Should be 141 instead of 1. Convention is that when a program dies because of a signal, the exit code should be 128 + the signal number, in this case 13. So, 128 + 13 = 141.
Here are some examples:
$ ( yes; >&2 echo $? ) | head -0
141
$ ( ping localhost; >&2 echo $? ) | head -0
141
$ ( perl -E 'say "y" while 1'; >&2 echo $? ) | head -0
141
In python, when using signal(SIGPIPE, SIG_DFL), you get the correct behaviour (at least regarding the exit status): $ ( python -c '
import sys
from signal import signal, SIGPIPE, SIG_DFL
signal(SIGPIPE,SIG_DFL)
while True: print("y");
' ; >&2 echo $? ) | head -0
141
> Do not set SIGPIPE’s disposition to SIG_DFL in order to avoid BrokenPipeError.
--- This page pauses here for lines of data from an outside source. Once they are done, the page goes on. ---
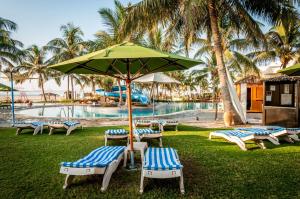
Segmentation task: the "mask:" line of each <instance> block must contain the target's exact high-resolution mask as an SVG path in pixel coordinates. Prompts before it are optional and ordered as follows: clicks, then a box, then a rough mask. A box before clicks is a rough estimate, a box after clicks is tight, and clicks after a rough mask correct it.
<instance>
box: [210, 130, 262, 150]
mask: <svg viewBox="0 0 300 199" xmlns="http://www.w3.org/2000/svg"><path fill="white" fill-rule="evenodd" d="M213 136H214V137H222V138H224V139H226V140H228V141H229V142H233V143H236V144H237V145H238V146H239V147H240V149H242V150H243V151H247V147H246V143H245V142H246V141H248V140H253V141H254V142H255V144H257V145H258V146H259V147H260V148H262V149H265V148H266V147H265V145H264V143H263V141H262V140H261V139H258V138H256V137H255V136H254V134H253V133H251V132H247V131H241V130H221V131H214V132H211V133H210V134H209V139H210V140H211V139H212V137H213Z"/></svg>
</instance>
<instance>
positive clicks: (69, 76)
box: [47, 23, 87, 100]
mask: <svg viewBox="0 0 300 199" xmlns="http://www.w3.org/2000/svg"><path fill="white" fill-rule="evenodd" d="M60 30H61V32H62V38H55V39H53V40H51V41H50V42H48V44H47V49H48V50H51V51H52V52H53V53H54V57H53V60H55V61H56V62H61V61H65V60H68V59H72V58H75V57H77V56H79V55H81V54H83V52H84V50H85V48H86V47H87V42H85V41H84V40H83V38H82V37H83V32H82V30H81V29H80V27H77V26H74V24H72V23H68V24H66V25H62V26H61V27H60ZM67 78H68V91H67V96H68V98H69V90H70V84H71V91H72V92H71V99H72V100H74V79H78V78H80V77H79V76H77V77H76V75H75V74H72V75H68V76H67Z"/></svg>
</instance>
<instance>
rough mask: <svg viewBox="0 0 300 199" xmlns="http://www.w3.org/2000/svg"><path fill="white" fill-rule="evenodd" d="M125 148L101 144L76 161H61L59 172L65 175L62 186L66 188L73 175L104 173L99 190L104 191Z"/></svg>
mask: <svg viewBox="0 0 300 199" xmlns="http://www.w3.org/2000/svg"><path fill="white" fill-rule="evenodd" d="M125 148H126V147H125V146H102V147H100V148H97V149H95V150H94V151H92V152H91V153H90V154H88V155H87V156H85V157H84V158H82V159H80V160H77V161H76V162H62V163H61V167H60V173H62V174H66V175H67V177H66V179H65V184H64V186H63V188H64V189H66V188H67V187H68V186H69V185H70V183H71V182H72V180H73V179H74V177H75V176H86V175H95V174H104V177H103V181H102V187H101V191H105V190H106V189H107V187H108V185H109V181H110V178H111V176H112V174H113V173H114V172H115V170H116V169H117V168H118V165H119V163H120V162H121V160H122V158H123V156H124V150H125Z"/></svg>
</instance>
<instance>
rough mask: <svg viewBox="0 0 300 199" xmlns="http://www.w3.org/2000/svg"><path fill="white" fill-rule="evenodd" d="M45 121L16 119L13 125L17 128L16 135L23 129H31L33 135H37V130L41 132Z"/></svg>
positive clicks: (41, 131)
mask: <svg viewBox="0 0 300 199" xmlns="http://www.w3.org/2000/svg"><path fill="white" fill-rule="evenodd" d="M44 125H45V123H44V122H21V121H16V122H15V124H14V125H13V126H14V127H16V128H17V132H16V135H20V133H21V132H22V130H23V129H33V130H34V131H33V135H37V134H38V133H39V132H41V134H42V133H43V128H44Z"/></svg>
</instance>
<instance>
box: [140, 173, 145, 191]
mask: <svg viewBox="0 0 300 199" xmlns="http://www.w3.org/2000/svg"><path fill="white" fill-rule="evenodd" d="M143 192H144V172H143V170H142V173H141V184H140V194H142V193H143Z"/></svg>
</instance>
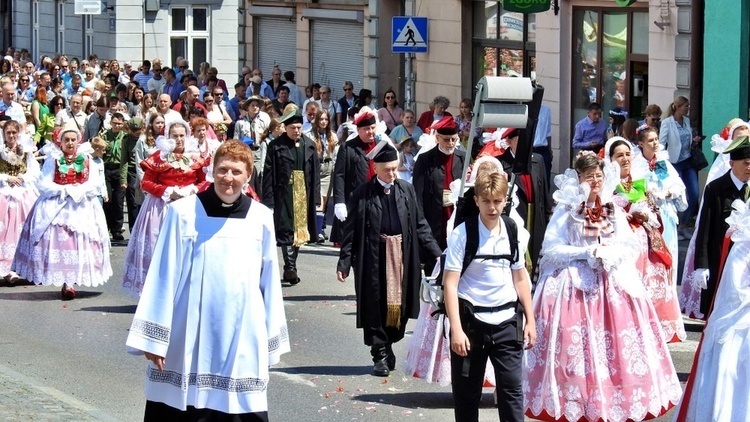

Doing that would cause your program to exit unexpectedly also whenever any socket connection is interrupted while your program is still writing to it.Regarding that socket behavior, if that's the standard in other programming environments, why is it an issue from python's perspective? Doesn't seem worth eschewing standard unix conventions. I mean, it says "unexpectedly", but isn't it actually the expected behavior? Unexpected is for python to say that what's default (SIG_DFL) is unexpected.